The success of any training activity for a particular ability is related to how well that training tests the limits of the ability, and naturally, the harder you go the more abilities you test. An endurance MTB racer is concerned primarily with two abilities: aerobic endurance and muscle endurance, where aerobic endurance is cardiovascular fitness and muscle endurance is cardiovascular fitness plus strength. (Strength is important factor in the latter because pushing muscles closer to their force limit breaks them down faster.) Spinning long hours at a pace that isn't at the limit of your aerobic power output stresses neither of these abilities.
So dump base altogether and do intervals till you puke? Though a 2007(?) issue of Bicycling suggested just that, or at least the I2Puke part, there is a reason to ride somewhat slow, and it's all about physiology. So far as I have read, the one physiological adaptation that simply takes time is the improvement of capillary density in your muscles (I'm assuming you already have that sculpted cyclist body here...). When muscle tissue is constantly in demand of oxygen and energy, the blood slowly erodes new channels to service that tissue, but like water eroding stone, it doesn't happen very fast. The capillaries also go away if you don't need them. If you were to ride as hard as you could all the time, your muscles would never be able to recover enough between rides for you to put sufficient hours on the bike for maximizing your vascularization.

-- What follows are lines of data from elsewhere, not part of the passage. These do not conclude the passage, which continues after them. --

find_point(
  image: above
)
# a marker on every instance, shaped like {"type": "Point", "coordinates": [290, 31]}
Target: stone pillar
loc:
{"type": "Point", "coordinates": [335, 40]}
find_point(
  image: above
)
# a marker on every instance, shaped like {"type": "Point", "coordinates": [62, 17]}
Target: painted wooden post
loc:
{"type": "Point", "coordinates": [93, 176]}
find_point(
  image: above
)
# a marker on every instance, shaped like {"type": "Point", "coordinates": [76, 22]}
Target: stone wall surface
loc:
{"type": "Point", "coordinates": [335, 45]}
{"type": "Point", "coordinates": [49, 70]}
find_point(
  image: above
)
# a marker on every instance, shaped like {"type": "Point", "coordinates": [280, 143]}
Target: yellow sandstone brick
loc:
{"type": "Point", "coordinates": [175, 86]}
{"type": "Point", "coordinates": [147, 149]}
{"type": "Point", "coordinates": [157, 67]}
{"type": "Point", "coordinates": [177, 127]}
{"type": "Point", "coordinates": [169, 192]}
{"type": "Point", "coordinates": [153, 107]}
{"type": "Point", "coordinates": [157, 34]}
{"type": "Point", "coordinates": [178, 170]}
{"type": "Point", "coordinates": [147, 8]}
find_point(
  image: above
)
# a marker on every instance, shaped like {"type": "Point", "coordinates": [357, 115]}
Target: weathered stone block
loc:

Instead of dropping base altogether, pick it up a little. By riding your base miles near your aerobic threshold you challenge your aerobic system without significantly increasing recovery time (studies have shown that both fatigue and recovery time spike as soon as you cross over your AT), and if you're already a trained cyclist you'll have no trouble keeping this pace up for 4 hours at a time with some practice. For clydesdales, focus on duration. For us skinny guys, it won't hurt to go a little shorter and venture over your AT into the hills for building up those muscles. In most athletes, your hart rate at your AT is about 20-30 bpm below what it is at your lactate threshold, which is usually defined as the pace you can hold for the last 20min of a 30 min time trial.

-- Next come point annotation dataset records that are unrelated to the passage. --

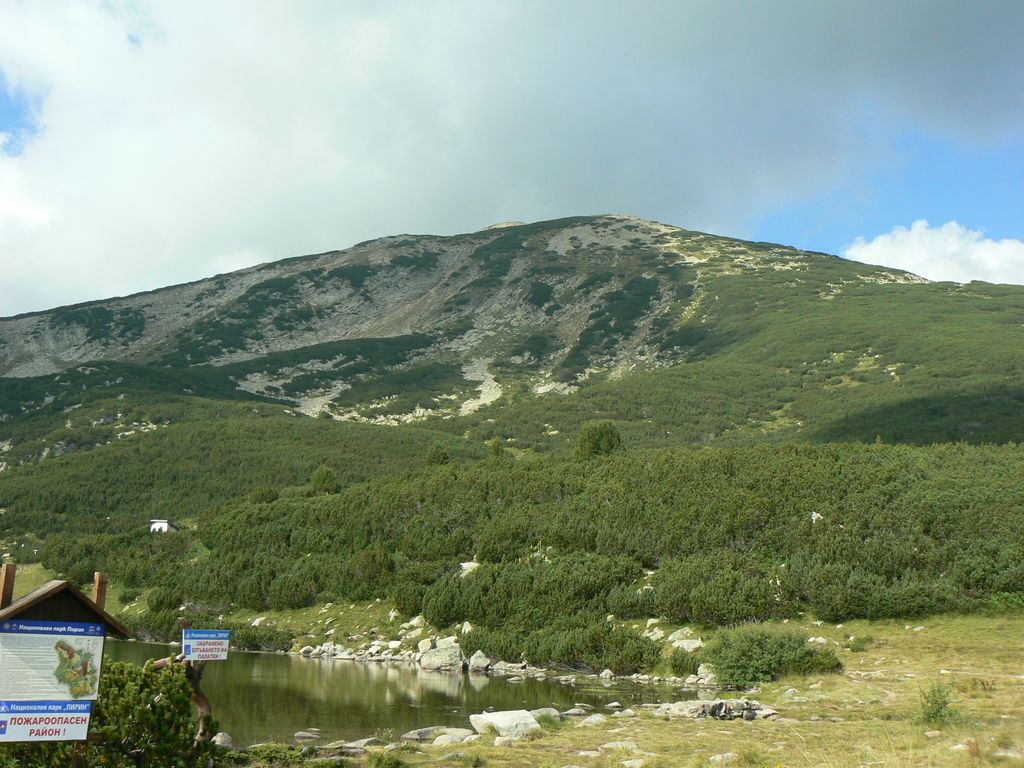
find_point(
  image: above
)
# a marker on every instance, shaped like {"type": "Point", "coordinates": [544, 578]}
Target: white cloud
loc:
{"type": "Point", "coordinates": [176, 138]}
{"type": "Point", "coordinates": [950, 252]}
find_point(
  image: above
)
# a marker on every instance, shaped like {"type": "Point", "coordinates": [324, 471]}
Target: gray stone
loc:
{"type": "Point", "coordinates": [546, 712]}
{"type": "Point", "coordinates": [365, 742]}
{"type": "Point", "coordinates": [223, 740]}
{"type": "Point", "coordinates": [706, 675]}
{"type": "Point", "coordinates": [717, 709]}
{"type": "Point", "coordinates": [688, 645]}
{"type": "Point", "coordinates": [479, 662]}
{"type": "Point", "coordinates": [423, 735]}
{"type": "Point", "coordinates": [442, 657]}
{"type": "Point", "coordinates": [620, 747]}
{"type": "Point", "coordinates": [514, 723]}
{"type": "Point", "coordinates": [682, 634]}
{"type": "Point", "coordinates": [446, 739]}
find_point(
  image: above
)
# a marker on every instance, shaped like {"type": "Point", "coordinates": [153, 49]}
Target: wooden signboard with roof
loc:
{"type": "Point", "coordinates": [51, 650]}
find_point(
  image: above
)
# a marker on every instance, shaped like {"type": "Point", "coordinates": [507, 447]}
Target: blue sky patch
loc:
{"type": "Point", "coordinates": [17, 117]}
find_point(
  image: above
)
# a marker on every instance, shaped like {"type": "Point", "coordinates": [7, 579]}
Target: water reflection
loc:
{"type": "Point", "coordinates": [268, 697]}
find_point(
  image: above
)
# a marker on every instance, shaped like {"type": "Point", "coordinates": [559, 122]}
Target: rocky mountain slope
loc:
{"type": "Point", "coordinates": [522, 331]}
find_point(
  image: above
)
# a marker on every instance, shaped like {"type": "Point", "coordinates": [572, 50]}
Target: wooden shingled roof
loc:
{"type": "Point", "coordinates": [61, 601]}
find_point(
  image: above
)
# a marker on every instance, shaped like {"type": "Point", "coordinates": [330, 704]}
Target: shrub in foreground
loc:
{"type": "Point", "coordinates": [745, 656]}
{"type": "Point", "coordinates": [139, 711]}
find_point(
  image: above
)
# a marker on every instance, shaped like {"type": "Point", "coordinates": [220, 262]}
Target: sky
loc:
{"type": "Point", "coordinates": [147, 143]}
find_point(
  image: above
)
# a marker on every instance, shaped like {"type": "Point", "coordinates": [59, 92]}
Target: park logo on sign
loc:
{"type": "Point", "coordinates": [205, 645]}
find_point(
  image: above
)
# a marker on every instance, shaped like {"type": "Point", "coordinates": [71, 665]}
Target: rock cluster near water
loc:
{"type": "Point", "coordinates": [716, 709]}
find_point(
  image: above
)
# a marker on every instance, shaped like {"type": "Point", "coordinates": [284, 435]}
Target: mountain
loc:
{"type": "Point", "coordinates": [759, 391]}
{"type": "Point", "coordinates": [766, 341]}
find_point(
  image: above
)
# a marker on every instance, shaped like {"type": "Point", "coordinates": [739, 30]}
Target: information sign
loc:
{"type": "Point", "coordinates": [206, 645]}
{"type": "Point", "coordinates": [49, 660]}
{"type": "Point", "coordinates": [49, 676]}
{"type": "Point", "coordinates": [44, 721]}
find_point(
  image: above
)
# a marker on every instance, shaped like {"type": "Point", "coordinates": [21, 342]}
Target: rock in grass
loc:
{"type": "Point", "coordinates": [423, 735]}
{"type": "Point", "coordinates": [620, 747]}
{"type": "Point", "coordinates": [513, 723]}
{"type": "Point", "coordinates": [479, 662]}
{"type": "Point", "coordinates": [442, 657]}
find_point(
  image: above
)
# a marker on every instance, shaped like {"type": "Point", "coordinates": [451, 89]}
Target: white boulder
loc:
{"type": "Point", "coordinates": [512, 723]}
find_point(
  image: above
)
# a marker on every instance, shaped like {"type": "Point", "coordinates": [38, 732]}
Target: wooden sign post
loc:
{"type": "Point", "coordinates": [51, 651]}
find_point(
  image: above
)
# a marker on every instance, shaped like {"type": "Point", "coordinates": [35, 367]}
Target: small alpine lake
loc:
{"type": "Point", "coordinates": [269, 696]}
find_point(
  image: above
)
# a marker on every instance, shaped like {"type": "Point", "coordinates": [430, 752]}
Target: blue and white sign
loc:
{"type": "Point", "coordinates": [206, 645]}
{"type": "Point", "coordinates": [44, 721]}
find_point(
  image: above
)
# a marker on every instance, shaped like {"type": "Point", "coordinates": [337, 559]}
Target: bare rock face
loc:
{"type": "Point", "coordinates": [479, 663]}
{"type": "Point", "coordinates": [716, 709]}
{"type": "Point", "coordinates": [448, 657]}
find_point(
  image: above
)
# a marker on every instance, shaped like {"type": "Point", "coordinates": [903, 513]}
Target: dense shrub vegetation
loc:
{"type": "Point", "coordinates": [745, 656]}
{"type": "Point", "coordinates": [732, 535]}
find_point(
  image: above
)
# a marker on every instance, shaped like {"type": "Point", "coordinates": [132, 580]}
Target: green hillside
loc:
{"type": "Point", "coordinates": [801, 433]}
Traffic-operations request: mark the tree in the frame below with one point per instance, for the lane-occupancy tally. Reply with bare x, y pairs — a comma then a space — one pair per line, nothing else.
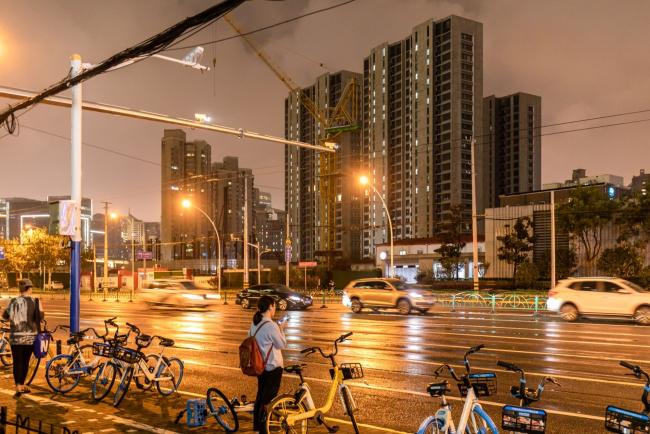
566, 261
585, 216
517, 243
634, 220
621, 261
527, 274
16, 257
451, 243
44, 251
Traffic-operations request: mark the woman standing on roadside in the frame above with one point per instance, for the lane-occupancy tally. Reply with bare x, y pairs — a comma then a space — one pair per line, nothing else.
271, 341
24, 314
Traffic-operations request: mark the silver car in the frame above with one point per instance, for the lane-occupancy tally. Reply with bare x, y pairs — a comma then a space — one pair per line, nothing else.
179, 293
386, 293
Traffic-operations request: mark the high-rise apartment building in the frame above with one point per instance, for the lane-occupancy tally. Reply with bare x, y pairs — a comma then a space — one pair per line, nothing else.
228, 199
185, 169
322, 197
511, 143
422, 103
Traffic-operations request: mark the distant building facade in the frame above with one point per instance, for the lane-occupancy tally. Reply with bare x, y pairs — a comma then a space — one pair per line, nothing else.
512, 142
322, 197
422, 103
185, 168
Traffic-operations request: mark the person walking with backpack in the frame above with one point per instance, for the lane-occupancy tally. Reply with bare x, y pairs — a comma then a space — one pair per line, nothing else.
271, 341
24, 314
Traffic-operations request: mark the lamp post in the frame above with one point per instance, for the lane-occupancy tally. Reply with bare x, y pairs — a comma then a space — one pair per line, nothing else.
365, 181
186, 203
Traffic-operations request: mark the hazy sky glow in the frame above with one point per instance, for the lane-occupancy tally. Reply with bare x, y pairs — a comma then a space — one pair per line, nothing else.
585, 58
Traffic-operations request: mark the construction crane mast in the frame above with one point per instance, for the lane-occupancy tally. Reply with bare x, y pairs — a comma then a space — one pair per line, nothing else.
334, 121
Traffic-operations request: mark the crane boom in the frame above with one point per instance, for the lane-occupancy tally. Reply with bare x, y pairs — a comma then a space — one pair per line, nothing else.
284, 78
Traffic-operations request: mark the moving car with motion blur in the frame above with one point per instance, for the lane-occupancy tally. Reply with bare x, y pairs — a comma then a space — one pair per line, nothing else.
284, 297
386, 293
176, 293
599, 296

For you voyeuristic folks here's what I'm doing (Eric is on a very similar plan). If you subscribe to my blog reading philosophy, you may choose to stop reading now:
Since returning home a month ago I've been riding pretty much pure "Base", or "BS" as it was called in our original plan layout. I tend to respond well to crunching, so I've been riding at AT for as long as time allows fri-sun, leaving most of the week open. As one of my biggest weaknesses is force, I've been trying to hitting the weights 2x/week (mon-wed), working both the upper and lower body. I keep reps high on the lower body (25), while doing fewer reps (10-12) and more weight with the upper body.

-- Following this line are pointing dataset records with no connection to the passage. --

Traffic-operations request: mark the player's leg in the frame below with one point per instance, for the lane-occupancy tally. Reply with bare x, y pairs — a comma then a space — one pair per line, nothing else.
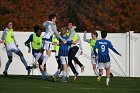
64, 63
48, 48
60, 68
73, 56
107, 67
0, 62
101, 67
70, 62
9, 54
93, 62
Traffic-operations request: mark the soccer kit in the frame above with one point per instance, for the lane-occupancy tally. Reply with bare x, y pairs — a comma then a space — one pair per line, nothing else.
103, 47
11, 47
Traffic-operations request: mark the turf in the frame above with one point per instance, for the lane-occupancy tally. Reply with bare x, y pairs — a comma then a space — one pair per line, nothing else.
33, 84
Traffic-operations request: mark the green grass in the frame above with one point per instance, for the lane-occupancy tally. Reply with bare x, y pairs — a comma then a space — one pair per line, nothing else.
33, 84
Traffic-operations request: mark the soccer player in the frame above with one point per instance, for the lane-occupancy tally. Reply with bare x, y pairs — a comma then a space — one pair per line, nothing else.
36, 45
55, 43
47, 37
103, 47
0, 57
11, 46
73, 50
63, 52
92, 42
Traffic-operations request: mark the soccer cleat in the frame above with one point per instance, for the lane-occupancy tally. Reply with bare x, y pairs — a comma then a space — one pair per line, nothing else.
99, 78
82, 68
111, 75
29, 69
64, 81
54, 78
43, 77
28, 72
75, 76
5, 74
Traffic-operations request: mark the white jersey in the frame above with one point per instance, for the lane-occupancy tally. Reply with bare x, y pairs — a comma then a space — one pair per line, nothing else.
49, 32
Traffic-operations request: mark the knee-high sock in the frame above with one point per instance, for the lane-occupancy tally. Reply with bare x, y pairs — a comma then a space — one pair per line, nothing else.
23, 61
7, 66
38, 56
107, 81
57, 73
68, 72
96, 72
45, 59
76, 67
64, 75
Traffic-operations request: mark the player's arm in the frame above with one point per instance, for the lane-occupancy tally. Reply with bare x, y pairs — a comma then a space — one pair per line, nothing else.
56, 33
4, 35
27, 43
95, 48
85, 37
113, 49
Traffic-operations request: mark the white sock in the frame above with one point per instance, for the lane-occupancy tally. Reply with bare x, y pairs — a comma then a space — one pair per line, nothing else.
107, 81
64, 75
76, 67
68, 71
45, 59
57, 73
37, 58
96, 72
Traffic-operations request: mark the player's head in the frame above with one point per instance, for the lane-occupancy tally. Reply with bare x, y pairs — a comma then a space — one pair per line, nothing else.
70, 24
37, 30
63, 30
10, 24
52, 17
104, 33
94, 35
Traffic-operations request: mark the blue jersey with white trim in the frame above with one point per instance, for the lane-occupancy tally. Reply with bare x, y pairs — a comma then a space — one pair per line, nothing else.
103, 46
63, 49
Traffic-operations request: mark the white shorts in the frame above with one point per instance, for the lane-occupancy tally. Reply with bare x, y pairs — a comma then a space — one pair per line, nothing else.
42, 56
93, 60
47, 45
104, 65
64, 60
15, 50
56, 53
78, 53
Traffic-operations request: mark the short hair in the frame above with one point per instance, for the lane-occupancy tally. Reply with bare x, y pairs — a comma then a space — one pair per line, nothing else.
37, 28
51, 16
104, 33
63, 28
10, 21
96, 34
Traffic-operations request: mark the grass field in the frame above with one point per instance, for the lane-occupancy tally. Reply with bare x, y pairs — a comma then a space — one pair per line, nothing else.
33, 84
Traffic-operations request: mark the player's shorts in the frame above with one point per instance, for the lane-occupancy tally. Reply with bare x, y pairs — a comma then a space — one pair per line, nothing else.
104, 65
47, 45
56, 53
64, 60
93, 60
42, 56
15, 50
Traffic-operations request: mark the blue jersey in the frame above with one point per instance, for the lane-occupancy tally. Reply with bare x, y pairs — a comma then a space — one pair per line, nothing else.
63, 49
103, 46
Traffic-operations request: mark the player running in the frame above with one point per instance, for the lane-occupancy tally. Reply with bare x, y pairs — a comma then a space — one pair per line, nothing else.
103, 47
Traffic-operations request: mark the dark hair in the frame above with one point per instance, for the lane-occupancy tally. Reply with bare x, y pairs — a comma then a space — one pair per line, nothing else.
51, 16
104, 33
9, 22
95, 33
37, 28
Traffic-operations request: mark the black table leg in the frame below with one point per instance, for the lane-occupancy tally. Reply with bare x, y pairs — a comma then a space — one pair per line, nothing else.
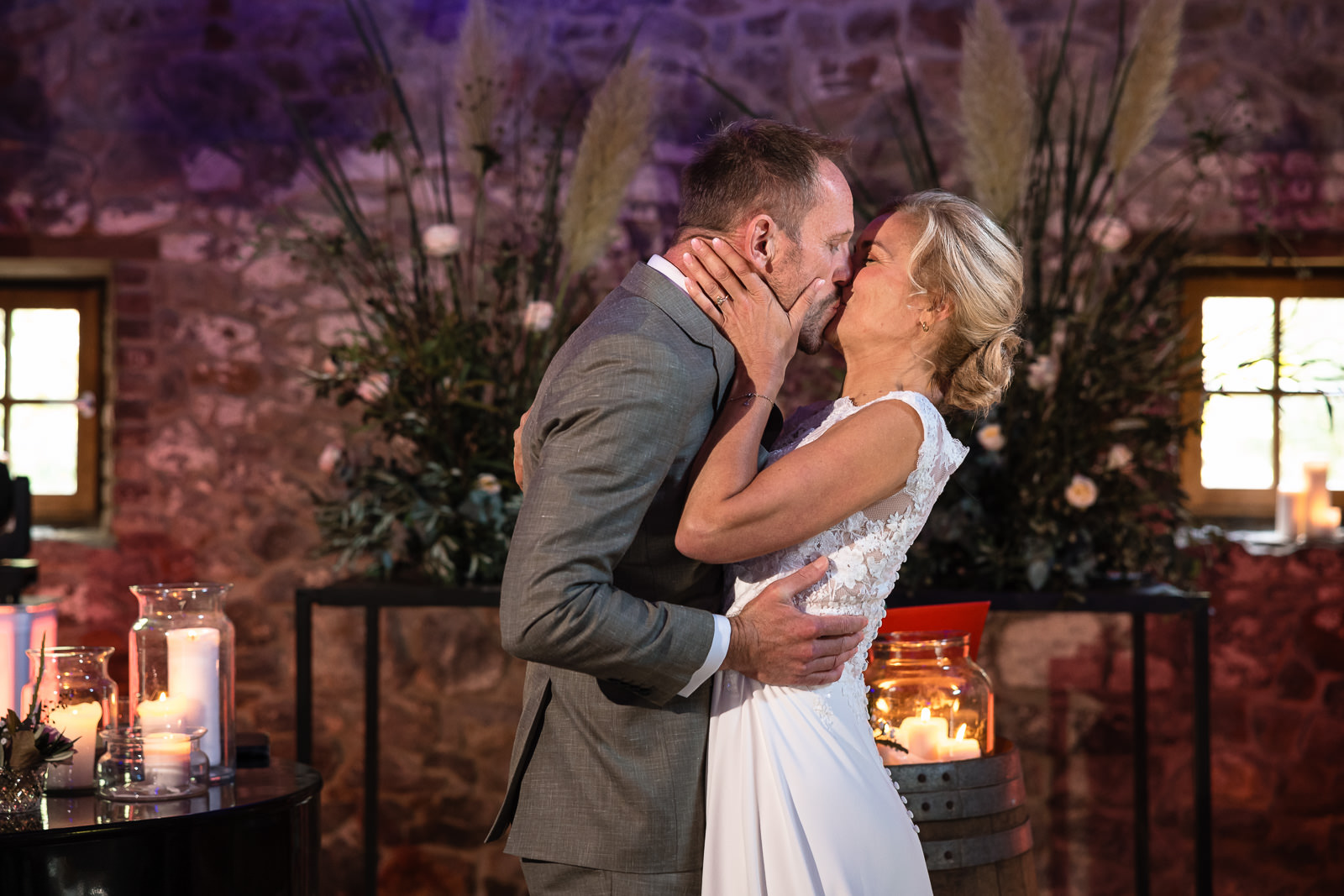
1139, 674
1203, 783
373, 656
304, 678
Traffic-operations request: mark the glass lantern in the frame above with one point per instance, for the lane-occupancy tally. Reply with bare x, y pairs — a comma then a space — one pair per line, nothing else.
181, 667
927, 694
80, 699
151, 766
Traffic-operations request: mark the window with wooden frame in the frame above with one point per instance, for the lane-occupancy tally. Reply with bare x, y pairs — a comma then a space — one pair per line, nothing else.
1273, 385
50, 369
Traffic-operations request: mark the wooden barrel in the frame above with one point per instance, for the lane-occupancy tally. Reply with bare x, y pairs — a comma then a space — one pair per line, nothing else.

Right now, while strength training is of high importance, the riding during the week is light, generally consisting of easy off-road rides 2x week, time allowing. After about 6 weeks on the weights, weight room visits will decrease to 1x/week and the reps will drop for half the sets to 5. My philosophy behind the rep decrease is that power lifting improves muscle recruitment and coordination, which I lack. The second weight day will be replaced with hill repeats at high intensity as the start of a "build phase".
Once sprint practice and racing start happening in earnest, the weights will get dropped altogether with the hope that the intensity in everything else will retain the strength gained in the gym.
If you want to know even MORE gory details, you can view my ride log here (it will live forever more in the right sidebar). I've gotten over my guilt about the fact I never fill out the weekly goals, and my embarrasment that Eric refuses to use it at all (as a monk of the anti-datarian order, it offends his religious sensibilities), to bare all against a backdrop of google spreadsheets. Feel free to heckle me when I'm not riding enough. I'd do it for you.